After the Iowa Legislature’s first funnel week of the 2022 session four bills are alive that seek to increase the capacity of Iowa’s mental health system.
These bills would establish a state-funded psychiatric residency program establishing 12 positions each year with preference given to those who live in or completed their undergraduate degree or medical school in Iowa, would establish a loan repayment program for psychiatrists, nurse practitioners and some therapists if they agree to stay in Iowa for five years, would increase the number of beds at the state’s two mental health institutes, and establish a higher rate of payment through Medicaid for patients with more complex mental health needs.

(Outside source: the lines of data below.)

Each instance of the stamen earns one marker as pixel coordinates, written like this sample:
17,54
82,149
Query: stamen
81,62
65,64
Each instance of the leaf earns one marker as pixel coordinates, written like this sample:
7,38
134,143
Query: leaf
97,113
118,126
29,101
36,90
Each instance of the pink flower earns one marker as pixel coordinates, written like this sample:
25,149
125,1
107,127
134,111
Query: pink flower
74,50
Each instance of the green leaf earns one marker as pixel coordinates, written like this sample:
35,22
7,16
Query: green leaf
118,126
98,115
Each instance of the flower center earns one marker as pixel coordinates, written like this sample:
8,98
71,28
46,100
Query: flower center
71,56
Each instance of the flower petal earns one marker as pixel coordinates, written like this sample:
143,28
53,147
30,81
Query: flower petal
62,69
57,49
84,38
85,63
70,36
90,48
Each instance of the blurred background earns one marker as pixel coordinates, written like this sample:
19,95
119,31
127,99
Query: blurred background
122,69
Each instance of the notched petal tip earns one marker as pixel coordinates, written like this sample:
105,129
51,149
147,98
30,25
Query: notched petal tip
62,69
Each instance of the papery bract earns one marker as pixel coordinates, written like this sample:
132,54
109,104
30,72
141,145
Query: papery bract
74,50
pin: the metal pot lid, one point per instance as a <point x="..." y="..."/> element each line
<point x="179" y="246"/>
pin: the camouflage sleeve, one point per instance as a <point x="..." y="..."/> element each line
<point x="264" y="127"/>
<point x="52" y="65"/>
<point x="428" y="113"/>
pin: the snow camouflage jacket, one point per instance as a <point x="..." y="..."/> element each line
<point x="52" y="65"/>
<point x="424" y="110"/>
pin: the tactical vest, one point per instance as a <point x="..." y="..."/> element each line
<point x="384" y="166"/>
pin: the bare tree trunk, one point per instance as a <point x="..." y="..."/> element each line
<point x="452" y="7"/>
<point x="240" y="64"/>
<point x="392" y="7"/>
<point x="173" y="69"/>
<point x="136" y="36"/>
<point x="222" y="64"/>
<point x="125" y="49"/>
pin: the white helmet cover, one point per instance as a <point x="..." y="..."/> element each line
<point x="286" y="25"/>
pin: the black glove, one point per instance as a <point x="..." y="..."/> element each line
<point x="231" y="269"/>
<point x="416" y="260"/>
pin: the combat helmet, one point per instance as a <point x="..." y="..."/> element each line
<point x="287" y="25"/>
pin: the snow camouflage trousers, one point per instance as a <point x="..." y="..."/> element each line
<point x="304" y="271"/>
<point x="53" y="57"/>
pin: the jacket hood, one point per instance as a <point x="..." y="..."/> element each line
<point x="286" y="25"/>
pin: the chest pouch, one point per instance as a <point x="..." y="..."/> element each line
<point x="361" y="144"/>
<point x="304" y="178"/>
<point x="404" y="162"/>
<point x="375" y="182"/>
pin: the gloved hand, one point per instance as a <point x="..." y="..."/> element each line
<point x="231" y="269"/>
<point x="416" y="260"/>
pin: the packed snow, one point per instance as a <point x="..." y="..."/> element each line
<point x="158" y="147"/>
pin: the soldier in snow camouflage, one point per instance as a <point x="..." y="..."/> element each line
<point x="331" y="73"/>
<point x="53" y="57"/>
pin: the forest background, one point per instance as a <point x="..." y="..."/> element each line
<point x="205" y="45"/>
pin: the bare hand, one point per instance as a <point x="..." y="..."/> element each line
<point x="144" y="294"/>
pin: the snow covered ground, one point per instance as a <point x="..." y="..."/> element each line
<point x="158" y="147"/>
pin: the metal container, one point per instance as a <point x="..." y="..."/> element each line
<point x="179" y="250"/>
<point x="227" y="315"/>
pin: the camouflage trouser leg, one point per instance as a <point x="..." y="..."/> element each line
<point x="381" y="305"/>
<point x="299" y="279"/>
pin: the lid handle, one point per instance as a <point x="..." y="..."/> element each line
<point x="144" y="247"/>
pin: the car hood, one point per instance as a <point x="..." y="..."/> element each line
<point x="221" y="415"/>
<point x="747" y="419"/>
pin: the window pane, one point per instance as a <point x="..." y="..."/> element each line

Washington and Louisa County Mental Health and Disability Services Director Bobbie Wulf believes the loan repayment bill would be a great benefit to the state’s mental health and disability regions including Southeast Iowa Link, “SEIL has been attempting to expand services and due to workforce shortages that we have all encountered that has been the number one concern with the mental health providers and the ability to expand services, just not having that capacity to build programs that require the certifications that are required to instill those programs.”
While Wulf mentions that SEIL is not funded through Medicaid she says the increased reimbursement bill could help providers that struggle to maintain staff and benefit the area as a whole. SEIL and the rest of Iowa’s mental health regions are also in a year of transition as Governor Kim Reynolds signed a tax package into law last year that changes funding for Iowa’s mental health system from property taxes to the state’s general fund, taking effect July 1st.